Solo due giorni fa a Doha la Russia, l’Iran e la Turchia sedevano con cinque Stati arabi e già si intravedeva l’imminente ribaltone. Il ministro degli Esteri iraniano Abbas Araghchi, nervoso e stravolto, ha raccontato di aver chiesto invano più volte all’Irak di intervenire in Siria; il ministro degli Esteri di Mosca, Sergej Lavrov, si era spazientito col giornalista di Al Jazeera, «reo» di avergli chiesto come sarebbe finita con il porto di Tartus o l’aeroporto di Hmeimim, da cui la Russia tiene il Medioriente per il collo. Lavrov aveva risposto seccato: «Insomma, vuoi che ti dica che abbiamo perso!». Senza contare l’Ucraina, dove per altro è in crisi il rapporto con l’Iran basato sui droni contro Israele e contro Zelensky.

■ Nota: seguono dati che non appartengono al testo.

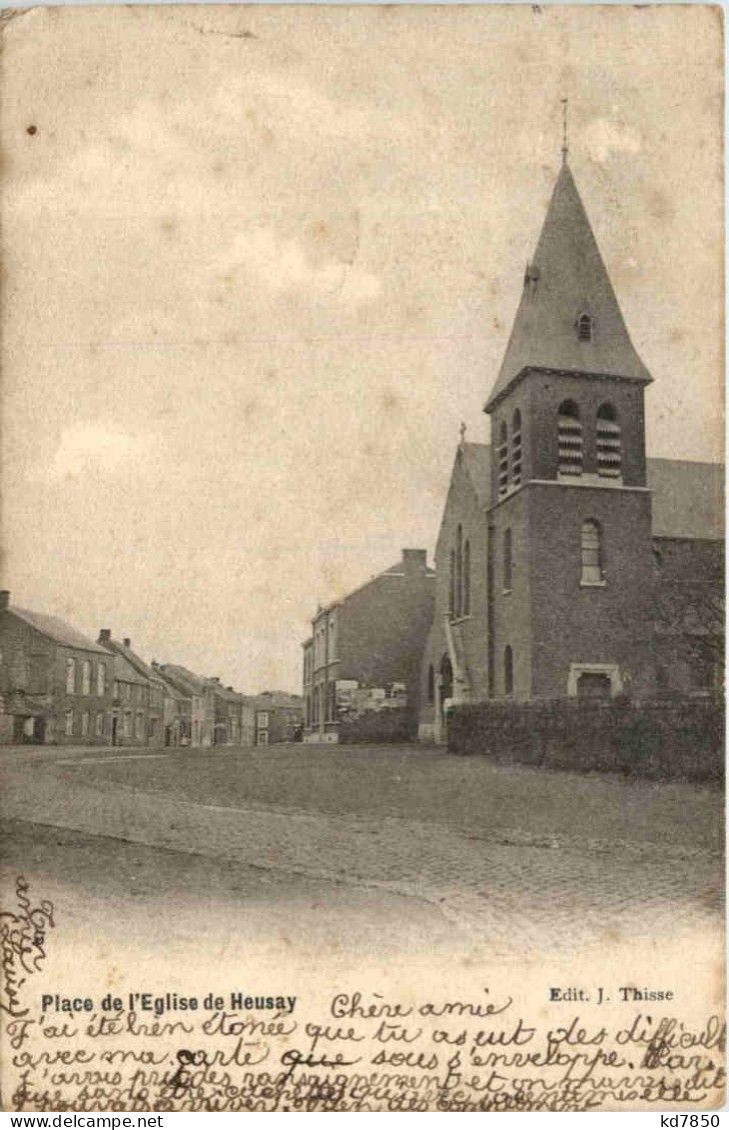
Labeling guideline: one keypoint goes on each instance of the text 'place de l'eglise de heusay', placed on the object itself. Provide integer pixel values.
(570, 567)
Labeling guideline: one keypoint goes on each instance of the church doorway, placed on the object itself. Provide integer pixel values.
(593, 685)
(445, 686)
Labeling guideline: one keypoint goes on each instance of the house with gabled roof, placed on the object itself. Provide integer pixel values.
(364, 653)
(55, 684)
(199, 715)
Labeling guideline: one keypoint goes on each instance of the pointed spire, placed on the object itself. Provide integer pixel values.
(565, 281)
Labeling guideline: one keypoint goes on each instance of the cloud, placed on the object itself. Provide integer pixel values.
(284, 268)
(602, 138)
(92, 449)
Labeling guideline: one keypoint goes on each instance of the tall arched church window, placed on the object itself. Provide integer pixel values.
(515, 449)
(451, 584)
(467, 579)
(608, 442)
(459, 571)
(503, 459)
(569, 439)
(591, 553)
(509, 568)
(509, 670)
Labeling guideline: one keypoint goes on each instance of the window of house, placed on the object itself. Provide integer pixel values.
(515, 449)
(467, 577)
(608, 442)
(503, 459)
(509, 563)
(509, 670)
(591, 553)
(570, 453)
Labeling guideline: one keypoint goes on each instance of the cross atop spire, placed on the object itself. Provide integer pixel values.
(565, 147)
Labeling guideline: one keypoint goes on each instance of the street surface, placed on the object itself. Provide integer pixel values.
(390, 850)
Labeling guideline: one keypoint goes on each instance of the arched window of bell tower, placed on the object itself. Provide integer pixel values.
(515, 448)
(608, 442)
(570, 451)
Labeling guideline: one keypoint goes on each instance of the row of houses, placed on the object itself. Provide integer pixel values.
(57, 686)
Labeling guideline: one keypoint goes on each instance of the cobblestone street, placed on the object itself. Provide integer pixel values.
(513, 859)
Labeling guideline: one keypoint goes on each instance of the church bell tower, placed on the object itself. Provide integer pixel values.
(570, 514)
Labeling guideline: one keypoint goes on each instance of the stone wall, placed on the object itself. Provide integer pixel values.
(662, 739)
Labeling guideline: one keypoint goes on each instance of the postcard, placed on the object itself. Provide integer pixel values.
(362, 611)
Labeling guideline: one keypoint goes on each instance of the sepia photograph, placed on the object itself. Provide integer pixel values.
(362, 608)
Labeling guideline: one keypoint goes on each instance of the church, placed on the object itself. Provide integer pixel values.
(567, 563)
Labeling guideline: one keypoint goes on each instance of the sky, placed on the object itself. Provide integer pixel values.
(260, 262)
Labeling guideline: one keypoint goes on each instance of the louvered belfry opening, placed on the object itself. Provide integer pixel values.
(608, 443)
(570, 439)
(503, 460)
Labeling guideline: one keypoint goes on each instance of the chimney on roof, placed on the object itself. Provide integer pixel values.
(414, 562)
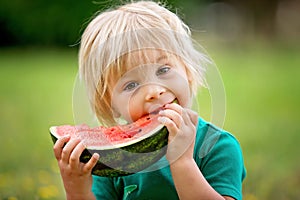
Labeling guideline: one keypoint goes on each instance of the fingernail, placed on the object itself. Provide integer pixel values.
(96, 156)
(161, 120)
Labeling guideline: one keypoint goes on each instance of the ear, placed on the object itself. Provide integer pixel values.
(116, 114)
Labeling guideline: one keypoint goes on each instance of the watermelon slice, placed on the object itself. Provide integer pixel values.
(124, 149)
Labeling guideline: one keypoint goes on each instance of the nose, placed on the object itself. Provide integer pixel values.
(154, 92)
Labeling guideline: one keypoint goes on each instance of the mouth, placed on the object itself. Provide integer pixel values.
(156, 108)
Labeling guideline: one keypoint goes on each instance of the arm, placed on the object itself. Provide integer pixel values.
(188, 179)
(76, 176)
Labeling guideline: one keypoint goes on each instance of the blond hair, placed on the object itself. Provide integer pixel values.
(130, 27)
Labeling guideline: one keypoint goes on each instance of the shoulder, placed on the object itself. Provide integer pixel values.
(219, 157)
(212, 138)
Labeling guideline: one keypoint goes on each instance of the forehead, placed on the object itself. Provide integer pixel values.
(145, 56)
(137, 58)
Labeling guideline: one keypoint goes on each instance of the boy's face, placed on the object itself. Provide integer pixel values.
(149, 84)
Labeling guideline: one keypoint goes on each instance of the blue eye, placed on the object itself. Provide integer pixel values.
(162, 70)
(130, 86)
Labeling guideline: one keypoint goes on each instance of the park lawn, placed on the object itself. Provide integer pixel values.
(262, 111)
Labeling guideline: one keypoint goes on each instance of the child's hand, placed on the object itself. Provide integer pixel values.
(181, 124)
(76, 176)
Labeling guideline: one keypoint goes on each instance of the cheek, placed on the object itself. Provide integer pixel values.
(179, 86)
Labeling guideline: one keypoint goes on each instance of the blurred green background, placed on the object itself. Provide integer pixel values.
(255, 44)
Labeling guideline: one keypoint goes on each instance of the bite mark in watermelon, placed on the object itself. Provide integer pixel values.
(123, 150)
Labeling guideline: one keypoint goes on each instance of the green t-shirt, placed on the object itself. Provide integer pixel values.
(217, 154)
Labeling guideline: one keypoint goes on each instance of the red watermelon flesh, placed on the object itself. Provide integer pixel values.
(110, 137)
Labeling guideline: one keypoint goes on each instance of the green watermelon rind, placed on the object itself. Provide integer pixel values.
(129, 159)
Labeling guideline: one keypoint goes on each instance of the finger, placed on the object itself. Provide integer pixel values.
(176, 107)
(193, 116)
(91, 163)
(173, 115)
(75, 154)
(58, 146)
(171, 126)
(67, 150)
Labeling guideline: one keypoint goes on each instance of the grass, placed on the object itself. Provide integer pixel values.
(262, 111)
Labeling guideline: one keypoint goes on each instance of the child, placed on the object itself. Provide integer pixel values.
(134, 60)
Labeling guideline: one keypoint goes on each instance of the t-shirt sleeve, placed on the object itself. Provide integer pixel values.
(222, 165)
(103, 188)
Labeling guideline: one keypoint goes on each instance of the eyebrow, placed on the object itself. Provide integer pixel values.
(163, 57)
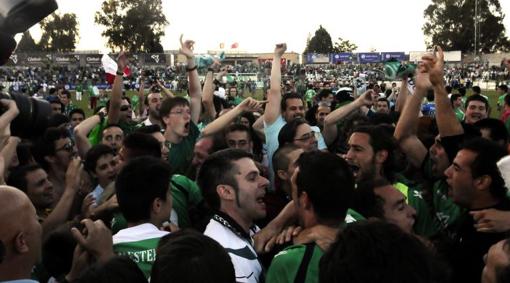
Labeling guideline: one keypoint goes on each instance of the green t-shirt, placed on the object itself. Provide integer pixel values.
(285, 265)
(459, 114)
(181, 154)
(185, 194)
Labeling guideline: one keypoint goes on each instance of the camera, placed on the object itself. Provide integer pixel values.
(33, 115)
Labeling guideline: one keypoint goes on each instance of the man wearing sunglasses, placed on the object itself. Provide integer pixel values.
(54, 152)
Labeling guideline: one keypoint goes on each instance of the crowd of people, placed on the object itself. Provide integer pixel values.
(331, 177)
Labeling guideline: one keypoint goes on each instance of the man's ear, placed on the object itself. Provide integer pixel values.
(20, 243)
(381, 156)
(225, 192)
(282, 175)
(483, 182)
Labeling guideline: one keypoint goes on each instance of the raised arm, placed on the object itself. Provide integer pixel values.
(82, 130)
(330, 131)
(116, 97)
(274, 96)
(402, 96)
(195, 91)
(447, 122)
(166, 92)
(208, 93)
(405, 131)
(249, 104)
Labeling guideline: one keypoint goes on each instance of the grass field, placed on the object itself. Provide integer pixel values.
(493, 98)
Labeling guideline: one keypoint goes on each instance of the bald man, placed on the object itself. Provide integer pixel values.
(20, 233)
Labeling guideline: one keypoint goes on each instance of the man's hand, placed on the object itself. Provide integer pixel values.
(366, 99)
(434, 65)
(280, 49)
(122, 61)
(73, 174)
(251, 105)
(10, 105)
(187, 48)
(96, 238)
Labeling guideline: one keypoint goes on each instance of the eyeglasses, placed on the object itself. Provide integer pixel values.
(181, 112)
(69, 147)
(308, 136)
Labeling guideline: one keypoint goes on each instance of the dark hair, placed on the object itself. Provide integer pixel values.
(287, 133)
(119, 269)
(151, 129)
(382, 139)
(46, 145)
(57, 119)
(287, 96)
(18, 176)
(93, 155)
(497, 129)
(385, 100)
(477, 97)
(454, 97)
(77, 110)
(320, 174)
(488, 153)
(169, 103)
(366, 201)
(324, 93)
(186, 250)
(377, 252)
(139, 144)
(219, 169)
(140, 181)
(58, 250)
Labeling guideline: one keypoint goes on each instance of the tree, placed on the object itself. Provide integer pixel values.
(320, 43)
(133, 25)
(27, 43)
(60, 33)
(451, 24)
(344, 46)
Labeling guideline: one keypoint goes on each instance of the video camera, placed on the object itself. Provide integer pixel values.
(17, 16)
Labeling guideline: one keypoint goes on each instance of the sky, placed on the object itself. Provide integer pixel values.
(256, 25)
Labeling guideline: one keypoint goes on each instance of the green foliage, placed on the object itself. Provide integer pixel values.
(60, 33)
(320, 43)
(27, 43)
(451, 24)
(133, 25)
(344, 46)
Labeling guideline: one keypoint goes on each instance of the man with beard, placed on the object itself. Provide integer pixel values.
(475, 183)
(181, 116)
(444, 213)
(235, 190)
(281, 109)
(153, 102)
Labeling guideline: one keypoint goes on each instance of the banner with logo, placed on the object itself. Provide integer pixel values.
(340, 57)
(313, 58)
(400, 56)
(155, 59)
(66, 59)
(369, 57)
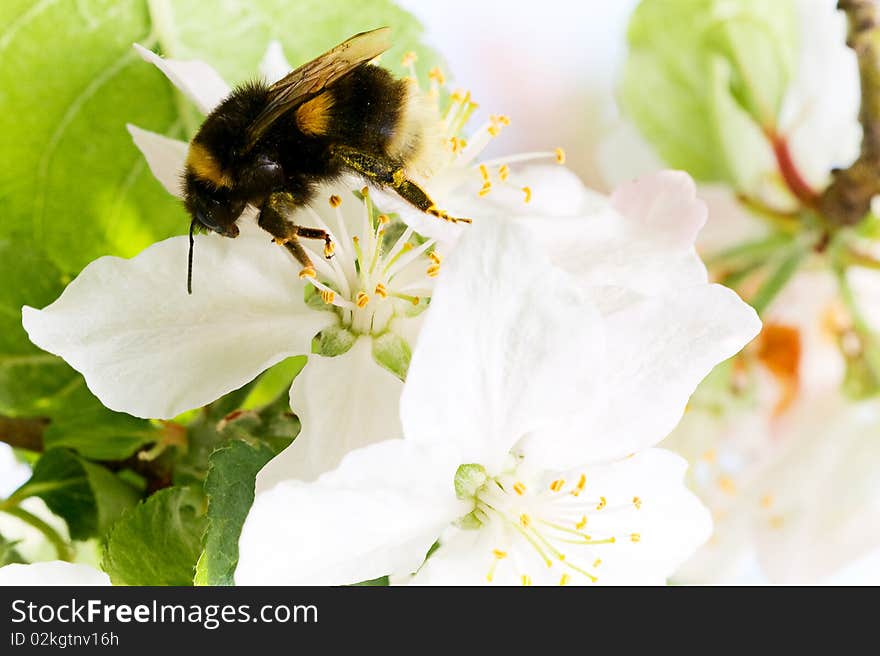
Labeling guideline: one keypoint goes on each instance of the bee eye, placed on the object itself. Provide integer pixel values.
(204, 219)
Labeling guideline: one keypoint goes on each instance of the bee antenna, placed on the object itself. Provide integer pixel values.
(192, 241)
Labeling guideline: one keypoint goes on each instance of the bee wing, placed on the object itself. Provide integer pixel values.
(311, 78)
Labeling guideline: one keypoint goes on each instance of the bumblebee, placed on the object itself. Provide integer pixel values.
(272, 145)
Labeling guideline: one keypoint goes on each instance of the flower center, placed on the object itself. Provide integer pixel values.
(557, 524)
(378, 268)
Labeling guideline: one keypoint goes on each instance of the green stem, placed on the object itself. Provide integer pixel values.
(62, 547)
(777, 280)
(848, 199)
(752, 251)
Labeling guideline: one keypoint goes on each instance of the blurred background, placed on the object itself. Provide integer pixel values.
(790, 467)
(552, 68)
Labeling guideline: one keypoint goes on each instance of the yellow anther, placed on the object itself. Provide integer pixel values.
(582, 483)
(726, 484)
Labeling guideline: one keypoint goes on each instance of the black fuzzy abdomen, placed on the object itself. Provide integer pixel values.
(367, 109)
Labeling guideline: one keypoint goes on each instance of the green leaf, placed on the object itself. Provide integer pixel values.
(8, 553)
(230, 490)
(257, 437)
(89, 497)
(81, 423)
(157, 542)
(333, 341)
(29, 378)
(392, 352)
(705, 78)
(275, 381)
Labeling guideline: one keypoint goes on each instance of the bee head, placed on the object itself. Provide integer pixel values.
(208, 199)
(213, 209)
(207, 192)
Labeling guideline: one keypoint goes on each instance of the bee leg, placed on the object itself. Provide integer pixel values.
(273, 220)
(389, 173)
(317, 233)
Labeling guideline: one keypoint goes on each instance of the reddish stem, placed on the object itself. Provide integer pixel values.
(793, 178)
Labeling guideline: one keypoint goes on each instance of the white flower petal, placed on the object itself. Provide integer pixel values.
(52, 573)
(464, 558)
(166, 157)
(670, 524)
(641, 241)
(274, 64)
(658, 351)
(196, 80)
(149, 349)
(344, 403)
(378, 513)
(530, 349)
(822, 495)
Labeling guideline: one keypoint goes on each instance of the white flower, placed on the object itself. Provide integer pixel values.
(148, 349)
(799, 496)
(767, 433)
(52, 573)
(511, 457)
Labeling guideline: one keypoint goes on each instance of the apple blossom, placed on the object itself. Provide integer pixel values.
(511, 456)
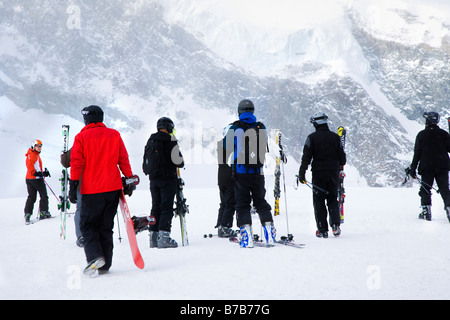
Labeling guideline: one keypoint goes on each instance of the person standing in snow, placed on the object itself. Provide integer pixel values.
(35, 182)
(98, 153)
(431, 150)
(162, 157)
(250, 147)
(325, 149)
(226, 188)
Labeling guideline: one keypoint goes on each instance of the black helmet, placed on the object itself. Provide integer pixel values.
(165, 123)
(318, 118)
(246, 106)
(92, 114)
(431, 117)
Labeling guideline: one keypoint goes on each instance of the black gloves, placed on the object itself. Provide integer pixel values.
(411, 172)
(73, 186)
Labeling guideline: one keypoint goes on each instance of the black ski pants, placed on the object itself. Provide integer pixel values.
(163, 195)
(327, 180)
(96, 224)
(428, 178)
(248, 187)
(33, 187)
(227, 206)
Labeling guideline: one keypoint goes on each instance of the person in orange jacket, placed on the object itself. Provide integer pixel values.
(35, 182)
(100, 155)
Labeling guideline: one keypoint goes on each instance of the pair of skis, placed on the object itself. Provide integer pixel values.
(281, 159)
(287, 241)
(342, 132)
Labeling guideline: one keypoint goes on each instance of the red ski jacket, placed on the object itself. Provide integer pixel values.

Ambedue hanno perso tanti miliardi e tempo a Gaza, a Beirut, a Damasco.
L’Iran teme, raccontano adesso da Teheran in molti, che la sua sconfitta si trasformi in un rovesciamento del regime; potrebbe avere una crisi isterica e passare alla bomba atomica, anche se l’attacco del 26 ottobre dei cento F35 lo ha lasciato quasi senza missili balistici e sistemi di difesa. E i suoi Hezbollah dopo il fantasmagorico attacco dei cercapersone e poi la fine dell’invincibile Nasrallah, sono l’ombra di se stessi. Israele ha sconfitto l’asse del Male. È chiaro che l’ecatombe sciita ora fa posto ai sunniti, che contano anche le peggiori organizzazioni terroriste.
Hanno l’appoggio di Erdogan. Ma il fattore Trump, per cui Putin e Khamenei hanno lasciato perdere Assad, può avere un suo riflesso speculare sulla parte sunnita, più esplicitamente interessata, in alcune componenti, a un rapporto con gli Usa e anche con Israele. Inoltre Israele ha imparato la lezione: non tornerà al 6 ottobre. L’Iran battuto e spaventato non è diverso dalla vecchia entità fanatica e violenta che marciava vittoriosa: Israele deve tener presente come primo fronte quello della bomba atomica.
Da una parte ha di fronte al Jolani, da verificare, e Erdogan che potrebbe anche giocare il ruolo di domatore degli estremisti. Dall’altro Khamenei, che certo sta già progettando la puntata nucleare della guerra contro Israele e l’Occidente.